As students go through college, there is generally more of a financial burden than ever before. More financial responsibility is placed on students, which can often come off as stressful or overwhelming.
As a student going through college, I have set out to find advice on different realms of the financial world that students may come across. I am not an expert in these fields, but with help from those significantly more educated on these topics within the SWOSU community, I plan to give advice that students can use within their own lives. This article focuses on student loans.
First, it’s important to understand exactly what a student loan is, and the different types of student loans.
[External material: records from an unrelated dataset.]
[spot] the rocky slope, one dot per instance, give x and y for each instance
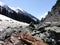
(17, 14)
(54, 14)
(17, 33)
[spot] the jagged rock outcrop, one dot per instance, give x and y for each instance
(54, 14)
(18, 14)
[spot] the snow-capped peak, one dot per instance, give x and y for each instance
(16, 9)
(1, 4)
(20, 9)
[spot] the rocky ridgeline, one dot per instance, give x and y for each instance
(46, 33)
(54, 14)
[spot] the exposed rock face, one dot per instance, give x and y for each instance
(18, 15)
(54, 14)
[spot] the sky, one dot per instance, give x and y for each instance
(38, 8)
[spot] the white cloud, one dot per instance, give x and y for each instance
(43, 15)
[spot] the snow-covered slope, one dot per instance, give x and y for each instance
(6, 22)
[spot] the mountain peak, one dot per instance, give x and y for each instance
(1, 3)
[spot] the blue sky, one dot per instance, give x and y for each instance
(37, 8)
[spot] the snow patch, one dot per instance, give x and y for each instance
(1, 4)
(44, 15)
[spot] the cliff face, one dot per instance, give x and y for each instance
(54, 14)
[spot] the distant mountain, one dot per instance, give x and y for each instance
(17, 14)
(54, 14)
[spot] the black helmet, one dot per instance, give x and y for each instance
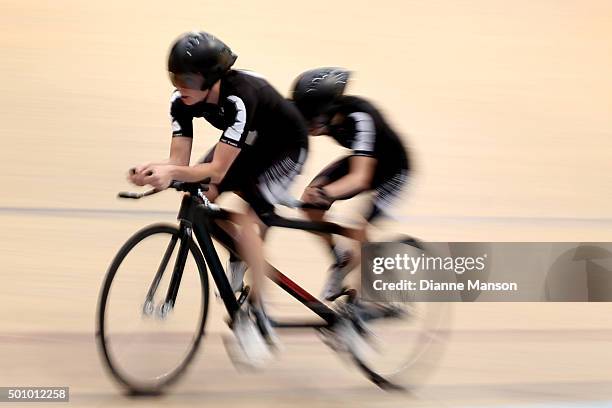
(201, 54)
(316, 90)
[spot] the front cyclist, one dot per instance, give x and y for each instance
(378, 162)
(263, 145)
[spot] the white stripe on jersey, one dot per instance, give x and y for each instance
(251, 73)
(176, 127)
(175, 95)
(235, 131)
(364, 139)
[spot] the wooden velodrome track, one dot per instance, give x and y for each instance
(507, 107)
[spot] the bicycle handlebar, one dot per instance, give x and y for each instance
(203, 186)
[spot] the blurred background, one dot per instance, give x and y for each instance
(506, 107)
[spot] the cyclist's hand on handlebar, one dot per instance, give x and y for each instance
(159, 176)
(136, 175)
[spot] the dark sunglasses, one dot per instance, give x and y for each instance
(188, 81)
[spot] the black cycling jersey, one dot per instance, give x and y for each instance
(251, 114)
(256, 118)
(364, 130)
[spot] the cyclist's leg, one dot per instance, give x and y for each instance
(332, 172)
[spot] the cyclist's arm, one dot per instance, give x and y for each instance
(223, 158)
(359, 178)
(362, 164)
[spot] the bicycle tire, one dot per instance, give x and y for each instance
(174, 375)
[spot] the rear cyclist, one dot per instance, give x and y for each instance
(378, 162)
(263, 145)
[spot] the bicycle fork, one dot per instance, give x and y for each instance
(177, 274)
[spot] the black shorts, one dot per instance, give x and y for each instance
(387, 184)
(262, 184)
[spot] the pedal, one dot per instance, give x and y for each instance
(344, 292)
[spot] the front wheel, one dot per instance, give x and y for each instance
(147, 329)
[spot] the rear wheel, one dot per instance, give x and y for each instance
(401, 341)
(149, 330)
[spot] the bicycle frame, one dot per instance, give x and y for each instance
(199, 218)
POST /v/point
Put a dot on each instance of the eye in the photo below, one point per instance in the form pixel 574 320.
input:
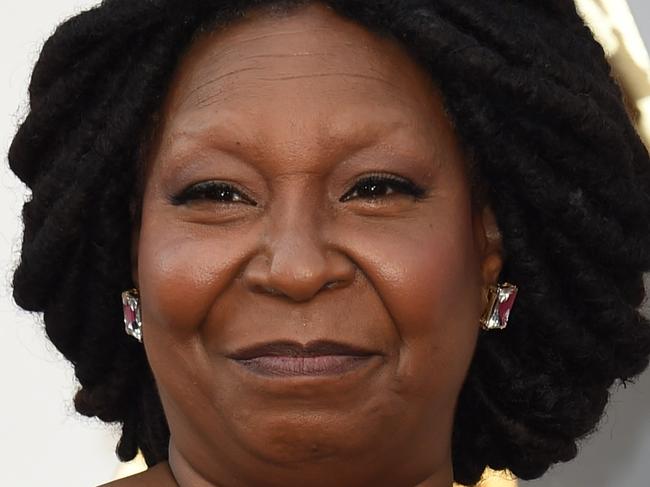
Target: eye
pixel 378 186
pixel 213 191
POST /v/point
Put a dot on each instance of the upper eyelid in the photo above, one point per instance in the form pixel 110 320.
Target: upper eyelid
pixel 384 177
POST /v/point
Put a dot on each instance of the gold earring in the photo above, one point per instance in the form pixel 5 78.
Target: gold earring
pixel 500 300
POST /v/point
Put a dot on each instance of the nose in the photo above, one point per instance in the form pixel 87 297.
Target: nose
pixel 296 261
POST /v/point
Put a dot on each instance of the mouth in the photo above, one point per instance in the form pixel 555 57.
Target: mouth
pixel 317 358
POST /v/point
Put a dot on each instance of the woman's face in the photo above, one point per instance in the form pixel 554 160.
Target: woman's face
pixel 260 224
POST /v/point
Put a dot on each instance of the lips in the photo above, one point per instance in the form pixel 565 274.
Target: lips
pixel 288 358
pixel 288 348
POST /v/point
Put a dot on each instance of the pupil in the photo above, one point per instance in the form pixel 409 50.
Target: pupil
pixel 371 188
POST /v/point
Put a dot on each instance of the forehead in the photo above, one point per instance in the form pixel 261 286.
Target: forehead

There are federal loans and private loans, but the majority of the loans that students deal with are federal loans. These loan options can be seen in the SWOSU financial portal on the self-service page. Federal loans and the amount given in those loans can be determined by filling out the Federal Application for Student Aid, or FAFSA.
“Most of the time, students are referring to the loans they have been offered through filling out the FAFSA,” SWOSU Loan counselor Michelle Stinson said.
Filling out FAFSA is the first step in receiving a student loan, but as to if students even need a loan, Stinson explains that you should only take one if it is needed.
“[Student loans should be taken] if they don’t have any other option,” Stinson said.
While loans should be taken if there is no other option, sometimes it is important to know how much to take. A big mistake Stinson sees is taking out more of a loan than should be taken.
“The biggest mistake they [students/family] make is they look at their account and it’s really easy just to push the accept button and they take the full amount they have been offered. Instead of doing the math beforehand,” Stinson said.
It is important to look at your specific situation, and what you will need money for, and take a loan for just the amount that is needed. One important tip that Stinson has learned is that students should be using their future salary to calculate their current loan amount.
“If a student will pay attention to what their starting salary will be once they graduate college, what that salary is, take eight percent of that. No more than that they should be taking out for student loans while they are getting their education.”